Startups often stall at around 20 million euros raised. Manufacturing capacity is limited, and founders lack the playbook to move from prototype to production. The panellists were blunt: Asia is not a backup plan, it’s a strategic partner.
Breathe Battery used the Chinese ecosystem to iterate quickly and land a top-five smartphone client in under two years before returning to Europe with traction. That’s what manufacturing fluency looks like. Knowing when to go east for speed and when to come back for market positioning is now a founder skill, not a luxury.
Lesson six: Barcelona reminded me that community still matters
“The Future of Human Health at Impact Week” came together almost overnight. Fiorela Kapllanaj from Nina Capital, Gökçe Gün from We Venture Capital and I organised it remotely with support from BITS in Bio, and within days, the word spread. On the morning of the event, Anís Café near Casa Norrsken was overflowing with founders and investors from across digital health, biotech, and diagnostics.
The feedback afterwards was unanimous. People were excited to finally be in the same room, to exchange experiences and find shared ground between subfields that rarely overlap. What stood out was how easily the conversation moved between research, commercialisation and patient outcomes. The collective sense was that the health innovation ecosystem in Europe is ready for more collaboration if someone simply creates the space for it.
Closing thoughts after recovering from all the travelling
Travelling between Malmö and Barcelona felt like following the same conversation through two different lenses. In Malmö, the dialogue revolved around systems, hardware, and throughput. In Barcelona, it shifted toward people, collaboration, and how ecosystems form. What united both was a simple truth: progress takes time. It requires patience, learning, and structures that allow experimentation to breathe.
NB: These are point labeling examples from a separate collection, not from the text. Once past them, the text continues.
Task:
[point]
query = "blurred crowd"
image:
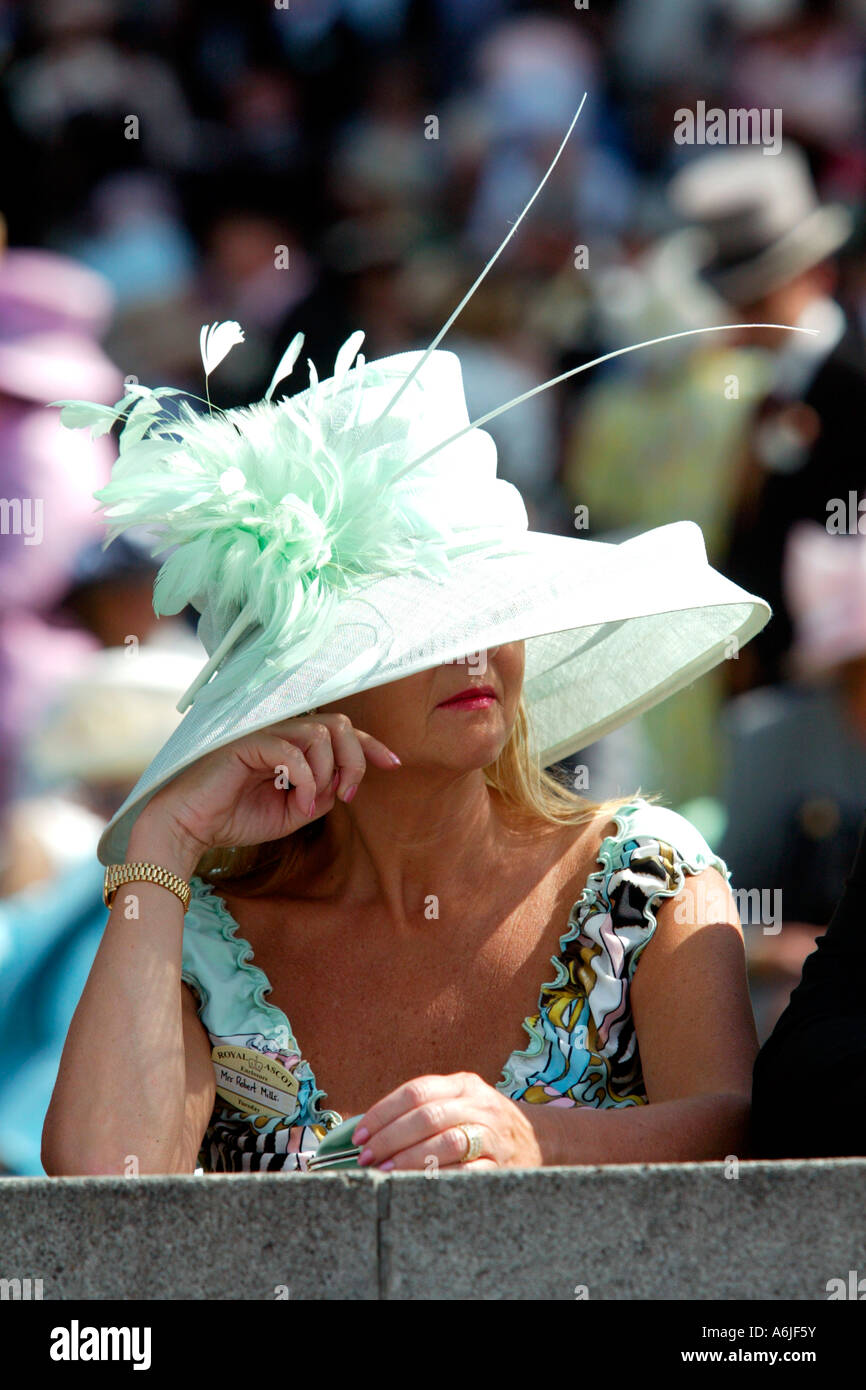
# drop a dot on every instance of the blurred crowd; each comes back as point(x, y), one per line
point(337, 164)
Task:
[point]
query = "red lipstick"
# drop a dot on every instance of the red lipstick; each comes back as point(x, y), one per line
point(477, 697)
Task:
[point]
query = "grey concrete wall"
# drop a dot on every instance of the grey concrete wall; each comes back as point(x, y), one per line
point(672, 1230)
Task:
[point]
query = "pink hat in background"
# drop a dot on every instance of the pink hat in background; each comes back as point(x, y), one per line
point(52, 313)
point(824, 580)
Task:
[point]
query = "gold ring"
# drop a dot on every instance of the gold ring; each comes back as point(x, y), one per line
point(473, 1141)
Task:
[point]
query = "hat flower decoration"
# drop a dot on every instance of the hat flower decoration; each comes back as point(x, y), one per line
point(356, 533)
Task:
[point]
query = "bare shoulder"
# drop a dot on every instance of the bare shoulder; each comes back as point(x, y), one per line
point(583, 847)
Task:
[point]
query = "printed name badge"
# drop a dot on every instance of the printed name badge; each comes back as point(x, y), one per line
point(253, 1083)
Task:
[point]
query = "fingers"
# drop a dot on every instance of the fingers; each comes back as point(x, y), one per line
point(277, 754)
point(430, 1132)
point(331, 742)
point(423, 1093)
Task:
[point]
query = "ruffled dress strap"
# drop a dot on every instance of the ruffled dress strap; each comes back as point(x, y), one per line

What I came home thinking about was the role investors play in shaping that timeline. We often expect founders to move fast, deploy, and iterate, but few funding structures are designed to support the reality of deep tech or science-based innovation. These companies do not follow a software cycle. They build physical things, run biological processes, and depend on testing that takes months, not days. The traditional pace of venture capital often works against that rhythm.
If we want to see real impact, funds need to evolve. That means taking earlier risks, providing flexible capital, and staying long enough to let technology cross the valley between promise and proof. It means being comfortable with ambiguity while still demanding rigour. As impact investors, we are not here only to chase growth curves but to design capital that gives new science and engineering ideas a fair chance to prove themselves.
At maze, that belief is guiding our next chapter. As we raise our second fund focused on pre-seed deep tech founders, our goal is to back teams who are building the foundations of future industries in climate, health, and sustainability. We want to be the first call for founders who need patient partners, not just fast capital. Because the truth is that transformative ideas rarely fit short timeframes. They need early believers, and that is the kind of investor we choose to be.